Giter Club home page Giter Club logo

informatics-lab.azure-pangeo's Introduction

Our Pangeo Build Status

We have joined forces with the Pangeo community! Pangeo is a curated stack of software and tools to empower big data processing in the atmostpheric, oceanographic and climate community. Much of the work we did in our previous Jade project has been integreated into Pangeo.

This repository contains a helm chart which allows you to stand up our custom version of the Pangeo stack. This chart is mainly going to be a wrapper the Pangeo chart along with config to add our custom stuff.

Usage

First off you need helm if you don't have it already.

You'll also need to symlink the config from our private-config repo.

If you're not a member of the Informatics Lab and are looking to set this up yourself then check out the values.yaml file and the config for the other dependencies.

PATH_TO_PRIVATE_CONFIG=$(cd $(pwd)/../private-config; pwd) # set as necessary
ln -s $PATH_TO_PRIVATE_CONFIG/jade-pangeo/panzure/secrets.yaml env/panzure/secrets.yaml
ln -s $PATH_TO_PRIVATE_CONFIG/jade-pangeo/panzure-dev/secrets.yaml env/panzure-dev/secrets.yaml

Now you can go ahead and deploy

# Create or update
# prod
./scripts/deploy.sh panzure panzure panzure --skip-helm-downgrade
#dev
./scripts/deploy.sh panzure-dev panzure-dev panzure-dev --skip-helm-downgrade

# Delete
# prod
helm delete panzure.informaticslab.co.uk --purge
# dev
helm delete panzure-dev.informaticslab.co.uk --purge

Troubleshooting

Here are some common problems we experience with our Pangeo and ways to resolve them.

503 Errors when starting your notebook server

This happens for a range of reasons. The main ones are:

  • The notebook pod failing to start due to issues with the image. Often experienced after updating the docker image and upgrading to a new version. Roll back to the previous image to resolve.
  • AWS scaling being slow and Jupyter Hub (Kubespawner specifically) timing out. Attempting to start server again usually is successful.
  • User home directory being full. This causes a whole range of problems. Fix for this is to mount the home directory onto a separate pod and cleaning out some files (see debugging persistent volume claims).

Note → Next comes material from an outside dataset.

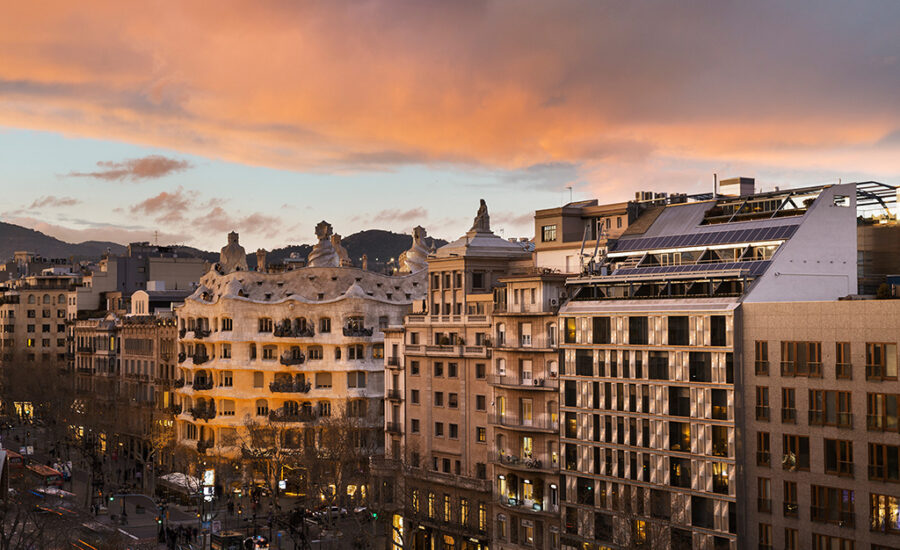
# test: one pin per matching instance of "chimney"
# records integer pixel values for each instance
(737, 187)
(261, 260)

Jupyter Hub failing to start after upgrade

Occasionally when upgrading the helm chart the hub fails to start and complains about a PVC attachment issue.

This happens because a new hub is created while the old hub is terminating. They both want to have the PVC (which in this case is an AWS EBS volume) but that can only be attached to one host at the same time. If the old and new pods are on different hosts they can get stuck.

This can also happen when AWS occasionally has problems mounting the EBS volume.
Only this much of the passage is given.